Delayed payments at company, which reported `50,015 crore revenues last year, have resulted in negative cash flows

Across India Inc, a cash crunch is hurting companies. Receivables at India’s biggest electrical equipment maker BHEL have piled up to as much as `40,000 crore at the end of 2012-13, up from `16,000 crore five years ago. The delayed payments at the company, which reported revenues of `50,015 crore last year, have resulted in negative cash flows. Indeed, it’s been a difficult year for India’s $25-billion electrical equipment manufacturing industry. Not only has industry-wide production shrunk eight percent in fiscal 2013, the first decline in a decade, cash flows across the sector have been squeezed as cash-strapped power producers scale back orders and defer payments.

The malaise is deeper. The Hyderabad-headquartered Lanco Infratech, too, has seen its receivables balloon to `4,658 crore at the end of March, up from `3,764 crore last year. The problem is no less serious at BGR Energy Systems where trade receivables have risen to `2,861 crore in March, 2013 from `2,616 crore a year earlier.

Analysts believe others like engineering firm ABB — whose trade receivables rose to `3,281 crore at the end of 2012, from `3,094 crore as of December 31, 2011 — too are in a spot. The firm’s finance Chief Amlan Datta Mazumdar, in a recent conference call with analysts, expressed hope that the receivables situation would improve soon. “I can confirm to you that our receivables are good; it is a delay on the part of our customers to be able to pay us, but we have no doubt in our mind at all that they are due and we will get paid,” Datta said.

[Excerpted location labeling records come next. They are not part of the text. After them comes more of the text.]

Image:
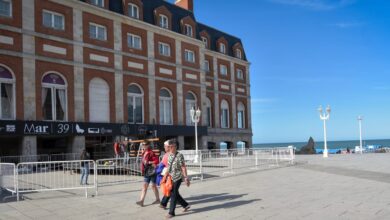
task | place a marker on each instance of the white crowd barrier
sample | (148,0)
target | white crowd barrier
(54,176)
(8,177)
(66,175)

In a recent note, investment bank JPMorgan said Siemens India was also hurt by project delays and liquidity pressures faced by customers. While the government is the biggest culprit, private players are also struggling to meet payments on time.

MS Unnikrishnan, MD & CEO at Thermax, said one of the reasons for the rise in receivables is certainly delays in payments by the government for various contracts across sectors such as water treatment or road building. “However, even private industry is now delaying payments because of two reasons. The first is a lack of availability of funds and second is that companies are withholding payments in order to boost interest income,” Unnikrishnan said.

In general, industry has seen a rise in receivables due to a shortage of liquidity. “This is directly related to the cash flow of customers. The other reason may be that customers are not taking delivery of capital goods due to low capacity utilisation levels,” Unnikrishnan said.

Tata Chemicals’ domestic business is facing a working capital crunch as a result of delays in fertiliser subsidy payments from the government. Delays in subsidy payments have resulted in some bills remaining unpaid since September, R Mukundan, managing director, Tata Chemicals, told reporters after the company reported fiscal 2013 results in late May.

The company’s subsidy payments receivable ballooned to `1,753 crore at the end of March, from the `1,166.73 crore it was owed at the same time last year. Tata Chemicals’ trade receivables, which includes outstanding subsidy payments, increased to `3,437.16 crore as of March 31, from `2,315.30 crore, a year earlier.